Despite challenges posed by the ongoing COVID-19 pandemic, both in terms of conducting haptics-based research and resuming international travel, HAID 2022 received a total of 19 full paper submissions, a more than twofold increase from the 2019 and 2020 editions. Each paper was peer-assessed by at least two reviewers and one meta-reviewer, using a pool of distinguished international experts, to whom we are grateful for the quality of their reviews, time and patience. In the end, 13 full papers were accepted and organized into four thematic sections, which are briefly introduced below.
Accessibility. Haptic and audio interaction brings most important benefits in situations where having access to and understanding speech and/or music may be hindered by a hearing impairment. Pat et al. presented a portable device that transforms music signals into symbolic vibrations, co-designed with stakeholders from the deaf and hard of hearing community to promote more inclusive live concert experiences. A plug-and-play audio-to-haptic feedback cover for smartphones was introduced by Ganis et al., who showed that normal hearing participants using cochlear implant simulation identified melodic contours better with than without haptic cues. Reed et al. shared evidence of improved lipreading when phonemic-based tactile signals are presented alongside a visual display.

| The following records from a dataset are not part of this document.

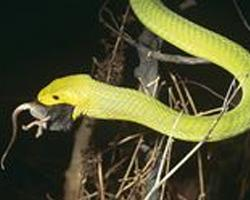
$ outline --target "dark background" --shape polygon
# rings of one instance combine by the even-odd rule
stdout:
[[[250,33],[232,1],[198,3],[184,14],[250,49]],[[249,1],[242,0],[240,5],[250,21]],[[17,105],[33,100],[56,77],[89,72],[92,56],[102,54],[100,6],[101,0],[14,0],[1,5],[0,153],[9,141],[11,113]],[[39,140],[21,134],[7,159],[7,170],[0,172],[0,198],[45,199],[47,191],[60,196],[71,140],[70,135],[62,134]]]

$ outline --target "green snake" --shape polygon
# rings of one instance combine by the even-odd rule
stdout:
[[[130,0],[138,19],[153,33],[183,51],[227,70],[239,81],[242,99],[226,112],[207,141],[227,139],[250,128],[250,54],[235,42],[175,14],[159,0]],[[219,114],[180,115],[153,97],[77,74],[52,81],[38,94],[44,105],[74,106],[72,118],[126,120],[185,141],[202,141]]]

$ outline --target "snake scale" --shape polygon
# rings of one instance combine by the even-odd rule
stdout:
[[[250,128],[250,54],[235,42],[177,15],[160,0],[130,0],[131,7],[150,31],[179,49],[227,70],[239,81],[242,99],[226,112],[207,141],[224,140]],[[77,74],[52,81],[38,94],[44,105],[74,106],[72,118],[87,115],[99,119],[136,122],[185,141],[201,141],[218,119],[192,116],[165,106],[139,91],[115,87]],[[174,126],[174,124],[176,125]]]

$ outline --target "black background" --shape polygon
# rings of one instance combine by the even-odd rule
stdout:
[[[100,0],[1,4],[0,153],[11,135],[13,109],[33,100],[56,77],[90,71],[92,56],[101,54],[103,36],[98,22]],[[247,19],[249,4],[248,0],[240,2]],[[250,32],[232,1],[200,1],[184,14],[250,49]],[[70,140],[70,135],[52,134],[39,140],[29,133],[20,135],[7,159],[7,170],[0,172],[0,198],[45,199],[44,191],[58,195]],[[56,161],[64,156],[66,161]]]

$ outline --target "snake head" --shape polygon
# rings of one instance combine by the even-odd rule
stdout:
[[[70,105],[74,107],[72,118],[81,114],[79,107],[88,105],[88,92],[91,91],[92,79],[86,74],[77,74],[55,79],[44,87],[37,100],[46,106]]]

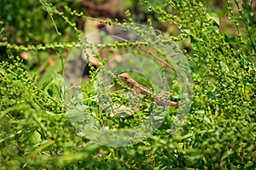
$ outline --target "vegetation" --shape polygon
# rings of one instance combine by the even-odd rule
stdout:
[[[254,169],[256,2],[213,3],[129,1],[108,11],[103,0],[1,1],[0,168]],[[127,8],[131,10],[124,14]],[[100,19],[101,14],[113,19]],[[177,42],[192,71],[193,99],[175,133],[168,132],[176,112],[171,109],[160,128],[136,144],[109,147],[79,135],[66,114],[61,73],[69,52],[84,37],[84,20],[100,23],[94,27],[125,22],[152,25]],[[85,31],[93,28],[84,26]],[[142,44],[105,45],[122,49]],[[98,104],[89,99],[95,94],[101,66],[89,67],[90,81],[82,90],[84,103],[96,112]],[[131,127],[140,120],[132,118]],[[119,127],[128,126],[129,117],[111,119]]]

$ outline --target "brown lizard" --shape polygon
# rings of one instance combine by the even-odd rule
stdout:
[[[129,88],[131,89],[135,90],[137,94],[148,94],[148,95],[153,95],[154,93],[151,89],[141,85],[137,82],[136,82],[128,73],[125,72],[122,74],[119,74],[118,77],[124,82]],[[168,99],[166,99],[164,98],[158,98],[158,97],[153,97],[154,101],[160,104],[164,104],[164,105],[168,105],[172,106],[180,106],[183,105],[183,102],[175,102],[175,101],[171,101]]]

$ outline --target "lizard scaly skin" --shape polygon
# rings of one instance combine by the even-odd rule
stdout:
[[[129,88],[131,89],[135,90],[136,93],[141,94],[148,94],[148,95],[153,95],[153,91],[137,82],[136,82],[128,73],[125,72],[122,74],[119,74],[118,77],[124,82]],[[175,102],[172,100],[166,99],[164,98],[158,98],[158,97],[153,97],[155,102],[160,103],[160,104],[164,104],[164,105],[168,105],[172,106],[180,106],[183,105],[183,102]]]

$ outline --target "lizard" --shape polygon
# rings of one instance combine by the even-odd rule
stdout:
[[[148,94],[150,96],[154,95],[153,91],[150,88],[148,88],[140,83],[138,83],[136,80],[134,80],[128,73],[121,73],[118,75],[118,77],[124,82],[125,83],[128,88],[135,90],[137,94]],[[183,102],[175,102],[172,101],[169,99],[166,99],[164,98],[159,98],[159,97],[153,97],[153,99],[159,103],[159,104],[163,104],[163,105],[167,105],[171,106],[180,106],[183,105]]]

Perception. Understanding haptic perception is key to designing effective multisensory displays. When they added a subthreshold vibrotactile stimulus to an electrotactile display, Balasubramanian et al. found that tactile masking was rendered absent and the perceived intensity of the display was increased. Jones and Ho reviewed psychophysical studies revealing temporal and spatial differences between the perception of cold and warm stimuli, and between those and tactile signals, in the context of thermo-haptic interaction design. Another set of perceptual experiments discussed by Paisa et al. demonstrated that different areas of the hand are variably sensitive to different vibration frequencies. Consigny et al. introduced a concept of perceptual total harmonic distortion for quantized tactile signals, which they used to demonstrate that 8-bit quantization can be imperceptible.